The innate immune response is the first line of defense against infection and comprises an interactive network of cellular and molecular systems that recognize and kill pathogens, as well as signaling pathways that trigger biological responses.
The researchers anticipate the therapy may be useful as a supplement to antibiotics in combating common hospital infections such as ventilator associated pneumonia, post-surgical infections, high dose chemotherapy and infections arising from insertion of catheters or other medical devices.
"We now have a powerful new tool that will allow us to stop infection before it starts it's a new concept in treating infection," says Hancock.
The researchers estimate there are two million cases of antibiotic-resistant infection in hospitals that kill approximately 70,000 people annually in North America. Hospital-based methicillin-resistant Staphylococcus aureus (MRSA) alone causes an estimated 100,000 hard-to-treat infections annually and is now seen in community-based infections, such as boils and abscesses or life-threatening bloodstream infections.

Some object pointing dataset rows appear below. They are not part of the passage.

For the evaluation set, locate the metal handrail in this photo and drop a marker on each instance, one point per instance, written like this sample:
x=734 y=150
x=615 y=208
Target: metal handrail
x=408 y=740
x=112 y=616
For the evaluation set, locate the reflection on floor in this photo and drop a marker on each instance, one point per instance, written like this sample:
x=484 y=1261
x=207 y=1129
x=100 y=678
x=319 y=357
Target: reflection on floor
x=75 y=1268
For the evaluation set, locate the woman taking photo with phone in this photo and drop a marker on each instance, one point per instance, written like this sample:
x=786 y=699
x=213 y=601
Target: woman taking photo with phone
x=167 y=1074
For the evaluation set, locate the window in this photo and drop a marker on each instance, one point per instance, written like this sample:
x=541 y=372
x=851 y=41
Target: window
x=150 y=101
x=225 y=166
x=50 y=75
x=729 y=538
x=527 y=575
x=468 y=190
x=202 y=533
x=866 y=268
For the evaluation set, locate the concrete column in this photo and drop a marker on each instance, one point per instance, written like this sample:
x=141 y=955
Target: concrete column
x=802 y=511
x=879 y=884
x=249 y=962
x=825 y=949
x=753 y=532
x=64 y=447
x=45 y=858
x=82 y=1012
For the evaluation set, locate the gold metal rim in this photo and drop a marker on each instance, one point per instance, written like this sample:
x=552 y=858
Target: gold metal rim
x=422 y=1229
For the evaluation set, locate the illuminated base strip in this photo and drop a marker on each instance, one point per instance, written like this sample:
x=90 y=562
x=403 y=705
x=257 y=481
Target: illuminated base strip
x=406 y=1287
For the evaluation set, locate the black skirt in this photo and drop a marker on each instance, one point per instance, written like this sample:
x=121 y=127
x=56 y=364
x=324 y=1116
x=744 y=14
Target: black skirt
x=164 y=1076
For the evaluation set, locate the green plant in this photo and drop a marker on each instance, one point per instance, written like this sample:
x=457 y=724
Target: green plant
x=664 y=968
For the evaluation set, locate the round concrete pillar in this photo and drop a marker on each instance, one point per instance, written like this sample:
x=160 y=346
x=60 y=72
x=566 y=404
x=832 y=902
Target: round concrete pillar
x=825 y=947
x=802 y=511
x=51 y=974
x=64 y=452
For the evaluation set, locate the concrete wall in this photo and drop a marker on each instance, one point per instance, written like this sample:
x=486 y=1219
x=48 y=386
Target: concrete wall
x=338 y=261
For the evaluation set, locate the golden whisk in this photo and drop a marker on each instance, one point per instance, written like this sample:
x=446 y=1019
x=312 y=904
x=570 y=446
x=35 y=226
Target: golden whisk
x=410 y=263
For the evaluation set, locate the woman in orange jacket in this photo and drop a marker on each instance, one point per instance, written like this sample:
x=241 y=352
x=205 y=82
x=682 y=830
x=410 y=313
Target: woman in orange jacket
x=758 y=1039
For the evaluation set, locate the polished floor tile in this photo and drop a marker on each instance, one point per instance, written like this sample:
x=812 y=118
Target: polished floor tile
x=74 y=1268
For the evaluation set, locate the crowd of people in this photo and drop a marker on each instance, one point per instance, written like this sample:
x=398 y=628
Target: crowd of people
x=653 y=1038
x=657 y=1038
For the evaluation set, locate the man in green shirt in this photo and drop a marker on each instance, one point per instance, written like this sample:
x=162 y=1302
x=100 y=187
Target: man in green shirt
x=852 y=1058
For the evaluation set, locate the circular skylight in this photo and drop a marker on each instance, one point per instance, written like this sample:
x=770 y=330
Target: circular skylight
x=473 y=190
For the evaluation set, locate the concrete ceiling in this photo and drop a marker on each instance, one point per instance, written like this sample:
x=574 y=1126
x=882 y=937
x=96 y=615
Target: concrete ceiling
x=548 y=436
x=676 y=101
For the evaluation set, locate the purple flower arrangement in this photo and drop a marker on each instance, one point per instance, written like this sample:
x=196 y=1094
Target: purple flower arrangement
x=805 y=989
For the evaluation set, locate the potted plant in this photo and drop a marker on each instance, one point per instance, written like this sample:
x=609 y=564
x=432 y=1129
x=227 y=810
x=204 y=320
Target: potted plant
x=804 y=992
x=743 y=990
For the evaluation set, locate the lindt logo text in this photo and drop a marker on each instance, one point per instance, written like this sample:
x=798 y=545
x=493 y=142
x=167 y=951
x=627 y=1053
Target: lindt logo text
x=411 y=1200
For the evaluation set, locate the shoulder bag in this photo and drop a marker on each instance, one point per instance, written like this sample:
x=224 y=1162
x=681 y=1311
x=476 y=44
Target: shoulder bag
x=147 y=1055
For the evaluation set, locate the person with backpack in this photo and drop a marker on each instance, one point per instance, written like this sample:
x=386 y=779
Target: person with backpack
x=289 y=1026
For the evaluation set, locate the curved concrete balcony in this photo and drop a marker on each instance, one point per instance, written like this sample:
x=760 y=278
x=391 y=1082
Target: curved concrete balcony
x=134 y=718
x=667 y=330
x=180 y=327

"Salmonella causes 1.3 million infections and up to 100 deaths every year in the U.S. We're looking at a crisis in 10 years as most bugs will be resistant to most antibiotics. There's an urgent need to develop new tools," says Brett Finlay, a UBC microbiologist and an author on the paper. He and Hancock co-founded Inimex, which conducted many of the experiments required for the study.
Researchers expect it will be about 12-15 months before the discovery is introduced into human clinical trials.